How are you measuring/estimating 'particle size'? Your last statement ('So why particle size decreases with an annealing temperature') is not strictly true as the size rises again at 9000C.
BTW, you can correct your typo in '900 nm particle size is 100 nm'...
The number of decimal places varies in 'For 500 C size is 260nm, for 700 C size is 75.98 nm and for 900 nm particle size is 100 nm'. For what reason?
Also, please answer what the diameter of a hydrogen atom is (and thus why you 'can' quote 75.98 nm)...
In this case, the change of the primary particle average size as a function of temperatures showing two decoupled zones, particles shrinkage by densification up to a certain temperature between the range 700oC - 900oC and growth by coarsening behaviour at higher this temperature. Please look at figure 4 and its related explanations in [1]. Hope it helpful for you.
Best regards
[1]Article Investigating the effects of calcination temperatures on the...

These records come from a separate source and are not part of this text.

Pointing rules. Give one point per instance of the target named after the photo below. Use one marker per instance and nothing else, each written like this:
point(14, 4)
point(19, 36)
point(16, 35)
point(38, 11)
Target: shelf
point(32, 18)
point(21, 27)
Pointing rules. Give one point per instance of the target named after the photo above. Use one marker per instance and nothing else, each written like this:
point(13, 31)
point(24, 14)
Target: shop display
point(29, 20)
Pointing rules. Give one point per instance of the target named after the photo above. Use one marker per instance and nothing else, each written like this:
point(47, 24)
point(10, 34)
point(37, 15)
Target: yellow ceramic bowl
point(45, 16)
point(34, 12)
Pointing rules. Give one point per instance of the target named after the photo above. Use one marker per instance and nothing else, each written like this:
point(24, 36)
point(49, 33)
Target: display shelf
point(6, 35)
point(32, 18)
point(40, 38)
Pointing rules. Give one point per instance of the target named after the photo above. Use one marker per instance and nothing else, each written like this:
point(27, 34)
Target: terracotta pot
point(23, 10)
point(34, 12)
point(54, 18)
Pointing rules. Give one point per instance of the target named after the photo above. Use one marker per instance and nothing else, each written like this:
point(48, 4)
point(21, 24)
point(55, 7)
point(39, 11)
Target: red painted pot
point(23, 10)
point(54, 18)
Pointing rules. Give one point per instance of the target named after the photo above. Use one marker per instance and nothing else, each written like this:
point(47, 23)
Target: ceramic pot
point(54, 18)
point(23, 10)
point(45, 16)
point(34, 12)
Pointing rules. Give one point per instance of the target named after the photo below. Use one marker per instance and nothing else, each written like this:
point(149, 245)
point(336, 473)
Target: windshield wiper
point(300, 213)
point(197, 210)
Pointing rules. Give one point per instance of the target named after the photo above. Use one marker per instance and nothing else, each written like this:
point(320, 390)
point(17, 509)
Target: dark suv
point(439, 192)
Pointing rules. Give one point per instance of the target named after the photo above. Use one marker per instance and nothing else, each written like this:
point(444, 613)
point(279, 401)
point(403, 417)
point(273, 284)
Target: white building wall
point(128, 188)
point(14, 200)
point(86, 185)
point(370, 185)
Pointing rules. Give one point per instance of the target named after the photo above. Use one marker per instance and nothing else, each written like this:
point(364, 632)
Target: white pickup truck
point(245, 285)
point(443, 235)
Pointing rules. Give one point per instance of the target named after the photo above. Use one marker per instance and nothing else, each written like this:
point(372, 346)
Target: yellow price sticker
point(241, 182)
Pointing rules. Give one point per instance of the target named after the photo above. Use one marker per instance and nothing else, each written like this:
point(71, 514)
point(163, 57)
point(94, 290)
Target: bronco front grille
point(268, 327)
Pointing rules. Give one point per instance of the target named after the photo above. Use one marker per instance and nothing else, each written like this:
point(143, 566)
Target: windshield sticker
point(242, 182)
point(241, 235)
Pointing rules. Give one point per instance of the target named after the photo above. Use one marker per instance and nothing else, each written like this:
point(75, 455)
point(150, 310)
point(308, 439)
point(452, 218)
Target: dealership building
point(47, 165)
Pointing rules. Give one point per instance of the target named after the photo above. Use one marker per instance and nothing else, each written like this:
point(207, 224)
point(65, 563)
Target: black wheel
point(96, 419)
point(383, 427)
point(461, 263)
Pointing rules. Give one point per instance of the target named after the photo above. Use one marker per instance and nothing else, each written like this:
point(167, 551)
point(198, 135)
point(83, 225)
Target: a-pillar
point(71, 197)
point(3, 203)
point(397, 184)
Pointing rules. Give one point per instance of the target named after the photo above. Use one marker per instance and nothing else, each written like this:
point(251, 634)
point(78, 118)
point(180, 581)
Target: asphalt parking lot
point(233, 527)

We have been making some ferrites NPS. Although we haven't determined their size before and after annealing, since their magnetic properties increased after annealing we think their size also increased.
The reaction temperature has main effect on the crystal growth and particle size. Also,the data in our experimental work in the synthesis of nanomaterials showed that the lattice parameters were increased with increasing the reaction temperature.